Sometimes people don’t realize how wounding they have been to another person. I suspect we all have wounded other people unintentionally and maybe never knew that we had hurt them. Maybe that’s just the way it is for us as human beings trying to make it in the world.
She shared that another friend thought maybe they were being protective of her, worried that being out in the world like that might be dangerous for her even though her medical team enthusiastically encouraged her to go because it would be so good for her mental health and no real risk to her physically.
My friend found that there was a small group of people who rose to the surface in terms of being consistently and predictably loyal, caring, and faithful friends who want to walk beside her during this challenging time in her life. She now contrasts them with the so-called “friends” who now fit in the category of fair-weather friends. For her right now what they took away was just too significant, too important to be able to put the pain aside in order to maintain even a superficial friendship. I told her she deserved to fully claim what this has meant and done to her.
I guess out of all of this I have learned to treasure even more my genuine friends. I also think I probably am now more cynical about friendships that haven’t been tested. We live in times where there is a certain amount of self-centeredness and selfishness and only wanting to do what is enjoyable. Maybe for each of us it is worth thinking about the degrees to which we are genuine friends with those we care about or are we more fair-weather friends. Deciding to step up when someone you care about is going through something difficult can be a very important life decision.
When you have friends who are struggling like my friend was, what kind of response do you make? Do you look the other way, do you offer superficial support like a card or maybe a Facebook or text message saying you are thinking of them (which are all very kind gestures)? Or do you jump in and actually do the kinds of things that provide a real sense of connection: do you arrange for a visit when it’s convenient for that person, do you put together a personalized care package, do you bring a home-cooked meal, do you do regular even daily check ins to say that you are available and that you want updates on their life, do you offer to take them on doctor’s appointments?
I think it can be helpful albeit painful to consider where on the continuum our friendships fall, from genuine, caring friendships through thick and thin to less loyal and caring to being there only for the good times.

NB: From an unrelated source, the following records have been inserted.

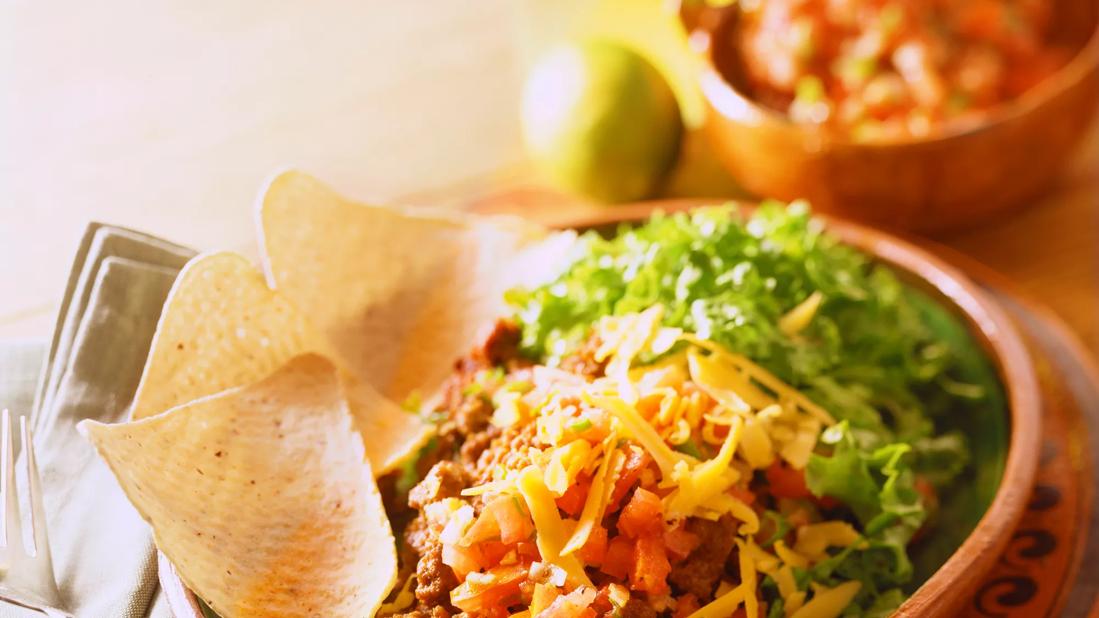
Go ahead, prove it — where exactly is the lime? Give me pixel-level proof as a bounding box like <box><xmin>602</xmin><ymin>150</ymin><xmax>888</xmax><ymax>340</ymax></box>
<box><xmin>522</xmin><ymin>41</ymin><xmax>682</xmax><ymax>201</ymax></box>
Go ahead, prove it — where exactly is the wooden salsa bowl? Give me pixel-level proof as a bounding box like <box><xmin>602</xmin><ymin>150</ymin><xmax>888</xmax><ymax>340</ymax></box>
<box><xmin>158</xmin><ymin>200</ymin><xmax>1042</xmax><ymax>618</ymax></box>
<box><xmin>680</xmin><ymin>0</ymin><xmax>1099</xmax><ymax>232</ymax></box>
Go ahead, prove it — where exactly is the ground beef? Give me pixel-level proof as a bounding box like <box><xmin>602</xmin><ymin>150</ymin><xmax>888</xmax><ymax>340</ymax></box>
<box><xmin>473</xmin><ymin>422</ymin><xmax>537</xmax><ymax>485</ymax></box>
<box><xmin>618</xmin><ymin>597</ymin><xmax>657</xmax><ymax>618</ymax></box>
<box><xmin>409</xmin><ymin>461</ymin><xmax>469</xmax><ymax>510</ymax></box>
<box><xmin>473</xmin><ymin>320</ymin><xmax>523</xmax><ymax>366</ymax></box>
<box><xmin>415</xmin><ymin>542</ymin><xmax>458</xmax><ymax>609</ymax></box>
<box><xmin>668</xmin><ymin>515</ymin><xmax>737</xmax><ymax>604</ymax></box>
<box><xmin>560</xmin><ymin>333</ymin><xmax>607</xmax><ymax>378</ymax></box>
<box><xmin>453</xmin><ymin>395</ymin><xmax>492</xmax><ymax>440</ymax></box>
<box><xmin>458</xmin><ymin>424</ymin><xmax>500</xmax><ymax>470</ymax></box>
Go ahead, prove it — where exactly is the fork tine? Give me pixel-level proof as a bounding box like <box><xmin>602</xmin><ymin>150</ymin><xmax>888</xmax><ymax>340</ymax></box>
<box><xmin>0</xmin><ymin>409</ymin><xmax>24</xmax><ymax>556</ymax></box>
<box><xmin>19</xmin><ymin>415</ymin><xmax>52</xmax><ymax>560</ymax></box>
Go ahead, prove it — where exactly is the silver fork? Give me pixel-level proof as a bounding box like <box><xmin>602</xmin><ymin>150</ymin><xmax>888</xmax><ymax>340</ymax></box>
<box><xmin>0</xmin><ymin>409</ymin><xmax>71</xmax><ymax>618</ymax></box>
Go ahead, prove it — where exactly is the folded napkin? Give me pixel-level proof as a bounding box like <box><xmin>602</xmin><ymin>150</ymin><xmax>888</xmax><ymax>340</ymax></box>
<box><xmin>0</xmin><ymin>224</ymin><xmax>193</xmax><ymax>618</ymax></box>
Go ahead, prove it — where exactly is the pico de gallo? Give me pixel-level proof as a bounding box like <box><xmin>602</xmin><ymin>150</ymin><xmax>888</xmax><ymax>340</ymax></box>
<box><xmin>731</xmin><ymin>0</ymin><xmax>1068</xmax><ymax>140</ymax></box>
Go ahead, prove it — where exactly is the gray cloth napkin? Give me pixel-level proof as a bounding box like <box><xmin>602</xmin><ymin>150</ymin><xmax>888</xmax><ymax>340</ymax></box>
<box><xmin>0</xmin><ymin>224</ymin><xmax>193</xmax><ymax>618</ymax></box>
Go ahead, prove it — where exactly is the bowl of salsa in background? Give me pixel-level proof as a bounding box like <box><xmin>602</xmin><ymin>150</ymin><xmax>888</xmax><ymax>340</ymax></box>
<box><xmin>680</xmin><ymin>0</ymin><xmax>1099</xmax><ymax>232</ymax></box>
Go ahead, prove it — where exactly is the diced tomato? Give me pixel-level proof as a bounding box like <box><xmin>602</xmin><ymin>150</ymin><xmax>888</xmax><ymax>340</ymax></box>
<box><xmin>955</xmin><ymin>0</ymin><xmax>1008</xmax><ymax>41</ymax></box>
<box><xmin>451</xmin><ymin>565</ymin><xmax>528</xmax><ymax>616</ymax></box>
<box><xmin>485</xmin><ymin>496</ymin><xmax>534</xmax><ymax>544</ymax></box>
<box><xmin>443</xmin><ymin>543</ymin><xmax>481</xmax><ymax>582</ymax></box>
<box><xmin>576</xmin><ymin>523</ymin><xmax>607</xmax><ymax>566</ymax></box>
<box><xmin>458</xmin><ymin>508</ymin><xmax>500</xmax><ymax>548</ymax></box>
<box><xmin>664</xmin><ymin>526</ymin><xmax>701</xmax><ymax>562</ymax></box>
<box><xmin>591</xmin><ymin>585</ymin><xmax>614</xmax><ymax>615</ymax></box>
<box><xmin>671</xmin><ymin>594</ymin><xmax>701</xmax><ymax>618</ymax></box>
<box><xmin>630</xmin><ymin>536</ymin><xmax>671</xmax><ymax>595</ymax></box>
<box><xmin>607</xmin><ymin>449</ymin><xmax>651</xmax><ymax>514</ymax></box>
<box><xmin>557</xmin><ymin>476</ymin><xmax>591</xmax><ymax>517</ymax></box>
<box><xmin>618</xmin><ymin>487</ymin><xmax>664</xmax><ymax>539</ymax></box>
<box><xmin>531</xmin><ymin>584</ymin><xmax>560</xmax><ymax>616</ymax></box>
<box><xmin>515</xmin><ymin>541</ymin><xmax>542</xmax><ymax>562</ymax></box>
<box><xmin>475</xmin><ymin>540</ymin><xmax>511</xmax><ymax>569</ymax></box>
<box><xmin>764</xmin><ymin>461</ymin><xmax>812</xmax><ymax>499</ymax></box>
<box><xmin>599</xmin><ymin>537</ymin><xmax>633</xmax><ymax>581</ymax></box>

It becomes an opportunity to treasure even more of those friendships with those who are loyal, faithful friends.
Invitation for Reflection
- Have you ever experienced a time when a friend that you thought would genuinely be there for you in difficult times backed away, who seemed uncomfortable being around you or did nothing to help you in your time of need? If so, how did you cope with that?
- To what extent do you consider yourself a genuine friend to those you care for? Do you ever feel pulled to step back when they are going through something difficult because it means you have to extend yourself in caring for them? If so, would you like to change that and move up the continuum to deepen your friendships with others are?
- To what extent are you prepared for being rejected, betrayed or let down by people you thought were your genuine friends? Which friends are you confident will be there for you if you need them to walk beside you through some kind of life crisis?